India's reliance on deadly pesticides makes accidental poisonings common

October 14, 1990|By Knight-Ridder Newspapers

NEW DELHI, India -- The engagement party was in full swing, with more than 350 people in the north Indian village of Raipura gathered to toast the betrothed young couple and join in the traditional feast.

Shortly after the partygoers began eating, however, a violent illness swept through the crowd. Some vomited, many shivered uncontrollably, and then people began to die.

Before the night was over, at least 64 people were dead.

The first diagnosis made by the terrified villagers was that "evil spirits" had been opposed to the marriage and visited the feast. But doctors soon arrived and came up with a more modern -- but to the villagers perhaps no more convincing -- conclusion: The guests had all been poisoned by a strong pesticide, accidentally mixed into the wheat flour used to cook "poori" bread for the feast.

This tragedy was big news in India when it occurred last spring because so many people died in one place.

But some Indian doctors, environmentalists and even top government ministers think the deaths were but one dramatic example of the massive widespread damage being done daily in India by dangerous and frequently misused pesticides.

In its quest to become self-sufficient in food and to combat diseases like malaria, India has, perhaps more than any other nation, ignored the dangers of pesticides.

As a result, Indians are among the world's largest users of hazardous pesticides such as DDT and HCH -- long-controversial chemicals banned or severely restricted years ago in the United States and most other nations.

What's more, of the 12 hazardous pesticides recently targeted for banning by the Pesticide Action Network, an international group of environmental activists, India has restricted use of only one.

Multinational corporations are not supplying the Indians with these dangerous chemicals. It is mostly Indian companies producing them and, in the case of DDT, the government itself.

What may be the world's largest plant producing DDT is owned by the government of India, and it produces 10,000 tons per year just outside New Delhi.

"For many years, the country has believed these pesticides are vital to keeping away starvation, to advance the 'green revolution,' " explained Maneka Gandhi, India's minister for environment and forests.

"The main concern was food production and disease control -- not public health safety," she said. "Some of us believe this must change, but it . . . will take some time."

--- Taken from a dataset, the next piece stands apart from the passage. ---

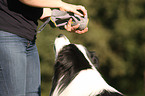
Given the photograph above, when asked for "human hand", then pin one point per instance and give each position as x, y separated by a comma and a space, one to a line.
73, 8
70, 28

"The sad truth is that in India, problems get addressed only when they are immediate and pressing," said Dr. A. T. Dudani of the Voluntary Health Association of India, one of the few groups working to limit use of dangerous pesticides in India.

"The problem of chemicals like DDT and [HCH] is a long-term one and a largely invisible one," he said. "And so it is basically ignored."

Yet the danger to Indians from pesticides like DDT and HCH is immediate. Because hundreds of millions of Indian farmers are illiterate and untrained in the use of pesticides, accidental poisonings like the one at Raipura are commonplace. Accidental pesticide poisoning -- said by the World Health Organization to be "a serious concern" in India -- is believed to kill hundreds yearly.

But of more concern to Indian environmentalists and public health advocates is that recent tests show that Indian food contains some of the highest levels of DDT and HCH in the world.

Farmers' prolonged use of pesticides during the growing season and their practice of frequently putting DDT and HCH on their harvested wheat and vegetables to "protect them" as they go to market have created this hazard. Empty pesticide sacks are used by many villagers as suitcases when they travel.

Not surprisingly, breast milk from Indian women also has some of the highest DDT and HCH levels in the world, according to the Indian Agricultural Research Institute.

While neither DDT or HCH is an extremely toxic chemical, both are infamous for their longevity: It can take decades for them to break down in nature. As a result, they tend to build up -- especially in the fatty tissues of fish, other animals and ultimately humans -- with dangerous results. And with 40,000 tons of HCH and DDT used yearly in India, the buildup by now is substantial.

Although there has been no final proof, researchers believe long-term exposure to DDT and HCH can cause cancer. (A recently published study of Rohm & Haas employees at a former DDT plant in Philadelphia, for instance, found high levels of pancreatic cancer in workers.) And DDT and HCH are suspected of causing liver disease and miscarriages.

But most problematic, both chemicals are also known to wreak havoc with the environment. It was Rachel Carson's "Silent Spring" that first brought public attention to DDT, blaming the pesticide for decimating several species of birds. The uproar created by the book led to the banning of DDT by the U.S. Environmental Protection Agency in 1972.